5 Former Tennessee Hospital Employees Charged with HIPAA Violations
Authorities claim the former employees sold patient data to a man who then sold it to personal injury lawyers and chiropractors.
Memphis, Tennessee — A federal grand jury on Thursday indicted five former Methodist Hospital employees for violating the Health Insurance Portability and Accountability Act (HIPAA).
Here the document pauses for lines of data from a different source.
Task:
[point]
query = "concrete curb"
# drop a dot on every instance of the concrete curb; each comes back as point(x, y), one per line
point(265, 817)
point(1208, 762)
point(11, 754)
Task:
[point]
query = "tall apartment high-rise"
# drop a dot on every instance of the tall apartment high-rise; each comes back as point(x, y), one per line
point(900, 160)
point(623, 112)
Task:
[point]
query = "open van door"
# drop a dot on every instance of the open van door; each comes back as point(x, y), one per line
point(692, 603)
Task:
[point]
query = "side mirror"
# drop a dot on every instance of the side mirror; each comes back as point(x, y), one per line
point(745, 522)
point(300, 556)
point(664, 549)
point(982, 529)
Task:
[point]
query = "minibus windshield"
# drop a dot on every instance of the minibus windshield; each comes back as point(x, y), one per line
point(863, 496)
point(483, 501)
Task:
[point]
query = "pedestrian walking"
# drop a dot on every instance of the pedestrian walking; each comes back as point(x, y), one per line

The U.S. Department of Justice (DOJ) alleges the former employees sold patient data to a man who then sold the information to others.
From November 2017 to December 2020, Kirby Dandridge, 38, Sylvia Taylor, 43, Kara Thompson, 30, Melanie Russell, 41, and Adrianna Taber, 26, were paid by Roderick Harvey, 40, to provide him with names and phone numbers of Methodist patients who had been involved in motor vehicle accidents, claimed the DOJ in a press release. After obtaining the information, Harvey allegedly sold it to others, including personal injury lawyers and chiropractors.
If convicted of conspiracy, the defendants could face up to five years in prison, a $250,000 fine, and three years of supervised release.
Dandridge, Taylor, Thompson, Russell, and Taber were each charged with separate violations of disclosing the information to Harvey in violation of HIPAA. That charge carries a maximum penalty of one year imprisonment, a $50,000 fine and a one-year period of supervised release.
The hospital issued the following statement about the charges:
At Methodist Le Bonheur Healthcare, we take the security of our patient’s private information very seriously. Once we became aware of the situation, we promptly took action and alerted the appropriate legal authorities. We’ve cooperated fully with their investigation and ensured each patient who was affected has been notified. While there is no evidence of financial information being disclosed, we are offering free credit reporting for those affected.”